Despite much preventive work and information provision, the incidence of STIs has steadily increased and is now at a relatively high level. ⁶ Sexual habits have changed over time, for example, today’s students have less sexual experience and less non-penetrative sex than their counterpart from earlier decades. ¹⁶ Moreover, there is no data regarding the incidence in populations other than those who have been tested. It is therefore of great importance to map the occurrence over time, in different populations, for use in preventive work.

Strengths of this study include the use of high-quality plasma samples over four decades, with sampling representative of the target population. The serology of several STIs was tested comprehensively, and we used pGP3 antibodies, which are currently the gold standard for C. trachomatis serology. However, the small sample size, in particular the population of 50-year-old women and men, is a limitation. The fact that the 30-year-old group consisted solely of pregnant women could be a possible source of bias, although it is difficult to know in which direction the results might be affected.
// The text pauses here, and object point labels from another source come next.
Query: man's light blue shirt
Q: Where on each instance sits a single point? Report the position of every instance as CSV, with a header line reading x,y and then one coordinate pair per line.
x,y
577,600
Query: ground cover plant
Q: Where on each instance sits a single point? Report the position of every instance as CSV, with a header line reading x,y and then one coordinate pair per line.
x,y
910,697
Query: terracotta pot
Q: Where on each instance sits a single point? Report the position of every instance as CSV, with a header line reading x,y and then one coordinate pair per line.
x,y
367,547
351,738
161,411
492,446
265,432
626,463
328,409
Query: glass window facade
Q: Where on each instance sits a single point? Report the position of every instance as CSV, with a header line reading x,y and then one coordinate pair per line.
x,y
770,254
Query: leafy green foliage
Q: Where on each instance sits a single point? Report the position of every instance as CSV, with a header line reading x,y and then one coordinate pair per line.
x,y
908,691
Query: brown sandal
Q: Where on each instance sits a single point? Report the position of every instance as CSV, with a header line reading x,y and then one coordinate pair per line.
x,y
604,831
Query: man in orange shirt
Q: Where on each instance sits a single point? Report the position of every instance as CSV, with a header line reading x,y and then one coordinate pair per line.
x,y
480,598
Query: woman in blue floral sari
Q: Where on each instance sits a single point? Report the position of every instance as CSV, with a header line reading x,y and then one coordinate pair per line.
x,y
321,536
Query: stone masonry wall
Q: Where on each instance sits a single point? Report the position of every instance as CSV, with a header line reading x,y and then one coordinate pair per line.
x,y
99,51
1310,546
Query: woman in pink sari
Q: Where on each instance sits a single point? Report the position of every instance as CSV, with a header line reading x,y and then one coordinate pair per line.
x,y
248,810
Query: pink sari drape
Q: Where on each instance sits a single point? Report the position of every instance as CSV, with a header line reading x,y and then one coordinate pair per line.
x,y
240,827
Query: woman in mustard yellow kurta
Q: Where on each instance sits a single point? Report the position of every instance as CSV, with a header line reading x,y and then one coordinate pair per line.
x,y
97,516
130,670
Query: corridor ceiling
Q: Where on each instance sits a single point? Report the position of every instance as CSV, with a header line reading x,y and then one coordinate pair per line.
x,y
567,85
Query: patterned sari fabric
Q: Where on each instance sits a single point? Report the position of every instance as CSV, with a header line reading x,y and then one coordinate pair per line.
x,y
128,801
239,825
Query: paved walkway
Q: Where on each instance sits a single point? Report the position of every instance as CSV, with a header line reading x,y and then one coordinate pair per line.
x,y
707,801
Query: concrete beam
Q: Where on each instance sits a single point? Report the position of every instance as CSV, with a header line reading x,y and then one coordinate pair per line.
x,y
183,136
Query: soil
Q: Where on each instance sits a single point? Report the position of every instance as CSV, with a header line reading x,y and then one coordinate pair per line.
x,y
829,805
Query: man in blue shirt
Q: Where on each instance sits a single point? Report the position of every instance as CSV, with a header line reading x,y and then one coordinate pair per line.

One could speculate that pregnant women are more likely to be in committed relationships, with fewer sexual partners and less risk of acquiring STIs. However, as previously mentioned, antibodies may persist for many years and hence can reflect infections from years earlier.

In conclusion, we saw a pronounced decrease over time in seropositivity for C. trachomatis, probably due to contact tracing and quick and effective testing and treatment. As there has not been a corresponding decrease in C. trachomatis diagnosis rate, continued efforts to reduce STI incidence are essential.